Re^2: The Rules of Optimization Club
by petdance (Parson) on Mar 30, 2012 at 21:15 UTC
    Ah, you haven't been out of junior class yet.

    I wonder what makes you think that that's a good thing to say, even if it were accurate.

    xoxo,
    Andy

      Ah, you haven't been out of junior class yet.
      I wonder what makes you think that that's a good thing to say, even if it were accurate.

      He seems to believe it is a "good thing to say" because he's been rewarded handsomely (XP-wise) for trollish behavior on PM.

      Other monks appear to think that it is "funny" or "clever".

Re^2: The Rules of Optimization Club
by raybies (Chaplain) on Mar 30, 2012 at 17:02 UTC

    Great point, JavaFan, (as always...) Of course, if performance is a higher requirement than functionality, then is the function really broken if it meets performance but is suboptimal in its functional scope (aka. fast but got bugs)?

    I think the point he's trying to make (and I could be wrong) is that if you optimize a solution prior to getting it fully scoped, you could encounter elements of scope that destroy any work you did in optimizing performance, essentially you're spinning your wheels. Likewise you can introduce unnecessary architectural complexity if you optimize before finishing any functional requirements.

    Of course you should never dismiss performance when designing a system...

      if performance is a higher requirement than functionality
      It's neither a "higher" requirement, nor a "lower" requirement. Performance is always a requirement. In the end, someone or something is waiting for the results, and they aren't going to wait forever. Now, where the balance lies between performance and functionality, that depends on a case-by-case bases. I don't think the blanket statements made by the OP reflect any real world scenarios (which surprise me, as petdance usually comes across as someone with both feet in the business world).
      Likewise you can introduce unnecessary architectural complexity if you optimize before finishing any functional requirements.
      Or the other way around. ;-) I guess most of us have encountered systems that were beautifully designed, and has implemented every little aspect that was dreamed up before hand, but noone uses it because performance was factored in too late.
Re^2: The Rules of Optimization Club
by jarich (Curate) on Apr 03, 2012 at 23:22 UTC
    If your code doesn't do what you want it to do, you have no business optimizing it.
    To give an example, if I use software that calculates an "optimal" route for me to deliver packages to 40 customers, I rather have a slightly optimal route that's ready by the time I start driving, then that I've to wait another few years just to find out I could save a few seconds from my trip.

    You've just given a perfect example of why the OP was correct, not a counterargument. In the above example, "what you want the code to do" is to give you a "slightly optimal route" in a reasonable amount of time. Your trade-off is that there might be more optimal routes if you ran the code for longer.

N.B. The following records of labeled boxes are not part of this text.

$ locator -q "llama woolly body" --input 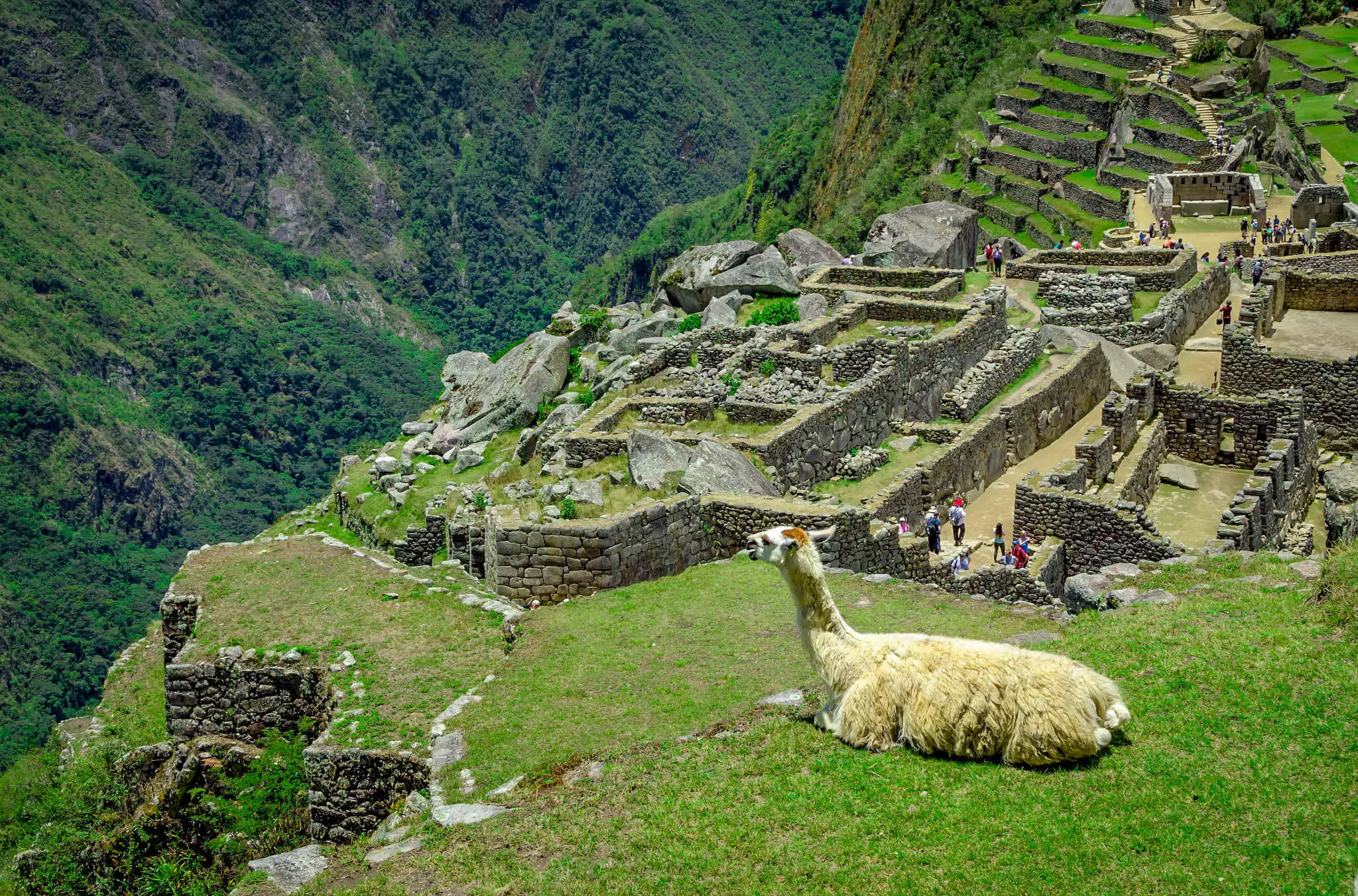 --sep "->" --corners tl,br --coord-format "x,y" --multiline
748,528 -> 1131,765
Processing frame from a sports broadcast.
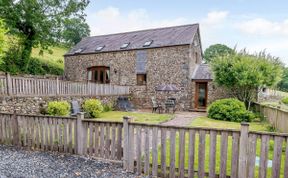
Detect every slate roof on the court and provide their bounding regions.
[65,24,199,55]
[192,64,213,80]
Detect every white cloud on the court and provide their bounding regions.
[236,18,288,36]
[96,7,120,20]
[87,7,188,35]
[202,11,229,25]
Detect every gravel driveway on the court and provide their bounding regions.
[0,146,148,178]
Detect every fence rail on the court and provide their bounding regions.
[0,74,129,96]
[0,113,288,178]
[255,104,288,133]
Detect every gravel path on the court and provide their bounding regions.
[0,146,148,178]
[161,112,207,126]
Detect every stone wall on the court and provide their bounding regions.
[0,96,118,114]
[64,43,202,110]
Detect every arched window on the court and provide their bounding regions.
[87,66,110,83]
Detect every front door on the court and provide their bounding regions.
[195,82,208,109]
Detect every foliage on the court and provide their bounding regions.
[47,101,71,116]
[277,67,288,92]
[83,99,103,118]
[62,18,90,47]
[204,44,235,63]
[0,0,89,72]
[281,97,288,105]
[0,19,7,59]
[208,98,254,122]
[0,43,63,75]
[31,46,68,68]
[210,50,283,109]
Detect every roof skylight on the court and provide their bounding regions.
[143,40,153,47]
[95,46,105,51]
[120,42,130,49]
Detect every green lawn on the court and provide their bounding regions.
[260,101,288,111]
[190,117,269,131]
[97,111,173,124]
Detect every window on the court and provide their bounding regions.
[137,74,147,85]
[87,66,110,83]
[143,40,153,47]
[95,46,105,51]
[120,43,130,49]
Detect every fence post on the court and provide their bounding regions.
[123,116,130,170]
[56,77,59,95]
[12,110,19,146]
[238,122,249,178]
[6,73,13,96]
[75,112,85,155]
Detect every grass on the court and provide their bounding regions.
[97,111,173,124]
[260,101,288,111]
[190,117,270,131]
[153,117,286,177]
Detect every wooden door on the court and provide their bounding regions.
[195,82,208,109]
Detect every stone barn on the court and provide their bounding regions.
[64,24,225,111]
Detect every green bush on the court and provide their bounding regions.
[281,97,288,105]
[47,101,71,116]
[208,98,254,122]
[83,99,103,118]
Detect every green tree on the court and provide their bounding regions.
[62,18,90,47]
[210,51,283,109]
[0,0,89,72]
[204,44,235,63]
[0,19,7,59]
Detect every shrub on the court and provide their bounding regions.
[47,101,71,116]
[281,97,288,105]
[83,99,103,118]
[208,98,254,122]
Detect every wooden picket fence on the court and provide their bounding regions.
[0,113,288,178]
[123,118,288,178]
[0,74,129,96]
[254,103,288,133]
[0,113,123,160]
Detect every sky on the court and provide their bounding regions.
[86,0,288,66]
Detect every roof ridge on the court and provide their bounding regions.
[85,23,199,39]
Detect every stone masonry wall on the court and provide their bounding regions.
[0,96,118,114]
[64,41,202,110]
[191,81,230,108]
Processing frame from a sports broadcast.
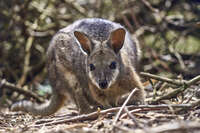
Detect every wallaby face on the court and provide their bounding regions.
[74,28,125,90]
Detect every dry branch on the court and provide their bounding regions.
[33,100,200,127]
[0,79,44,102]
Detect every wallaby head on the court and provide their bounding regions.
[74,28,126,90]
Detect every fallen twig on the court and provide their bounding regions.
[0,79,44,102]
[33,100,200,127]
[140,72,200,103]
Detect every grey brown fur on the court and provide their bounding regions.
[12,18,144,116]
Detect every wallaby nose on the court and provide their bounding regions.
[99,80,108,89]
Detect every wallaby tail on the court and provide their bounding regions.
[11,93,66,116]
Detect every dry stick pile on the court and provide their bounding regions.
[31,73,200,127]
[0,73,200,133]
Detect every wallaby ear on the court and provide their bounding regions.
[74,31,91,55]
[110,28,126,53]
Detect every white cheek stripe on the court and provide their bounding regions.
[108,69,119,88]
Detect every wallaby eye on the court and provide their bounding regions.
[89,64,95,71]
[109,61,117,69]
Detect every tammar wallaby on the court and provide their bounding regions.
[11,18,144,116]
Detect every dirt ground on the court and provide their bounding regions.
[0,84,200,133]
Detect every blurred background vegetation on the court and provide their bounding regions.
[0,0,200,86]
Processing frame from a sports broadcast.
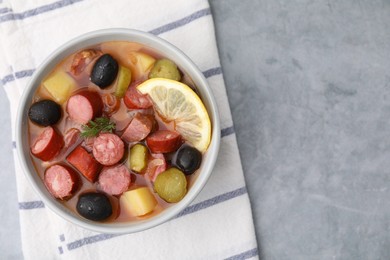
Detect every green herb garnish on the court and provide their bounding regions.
[81,117,115,137]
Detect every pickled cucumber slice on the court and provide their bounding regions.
[115,66,131,98]
[149,59,181,81]
[129,144,148,173]
[154,168,187,203]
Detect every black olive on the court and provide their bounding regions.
[174,145,202,175]
[28,99,62,126]
[91,54,118,89]
[76,192,112,221]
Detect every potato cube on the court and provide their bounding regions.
[42,70,76,104]
[120,187,157,217]
[129,144,148,173]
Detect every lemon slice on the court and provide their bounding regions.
[137,78,211,153]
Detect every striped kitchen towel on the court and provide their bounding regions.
[0,0,258,259]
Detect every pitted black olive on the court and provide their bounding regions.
[28,99,62,126]
[91,54,119,89]
[174,145,202,175]
[76,192,112,221]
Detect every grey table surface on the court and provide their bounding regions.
[0,0,390,259]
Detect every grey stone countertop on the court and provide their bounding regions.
[0,0,390,259]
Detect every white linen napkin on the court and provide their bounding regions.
[0,0,258,259]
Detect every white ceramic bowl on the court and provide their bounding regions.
[16,29,220,234]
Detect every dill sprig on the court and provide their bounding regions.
[81,117,115,137]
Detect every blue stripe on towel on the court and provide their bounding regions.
[0,7,213,85]
[67,187,247,250]
[225,247,259,260]
[203,67,222,78]
[149,8,211,35]
[19,200,45,209]
[175,187,247,218]
[0,7,12,14]
[1,69,35,85]
[0,0,83,23]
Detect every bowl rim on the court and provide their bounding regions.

    If you're prioritising performance over correctness, then you're seeking an answer that is "good enough" given your time-frame. If your code is doing that, then your code is doing what you want it to. Note that "good enough" is important here. If your code was giving you obviously wrong answers, blindingly fast, you wouldn't be happy. The answers have to at least look correct enough. Ideally you'd have a test suite that flagged your edge cases and bugs, so that when you had time to deal with them you could, even while you made the common cases run well enough and fast enough to keep your business ticking over.

    In different fields people would prefer correctness over performance. For example, I'd rather receive my credit card statement a day or two later than usual than have all the numbers added up wrongly. (In this case where Australia Post (the underlying protocol) is slower than the generation and printing of my statement, this is especially true).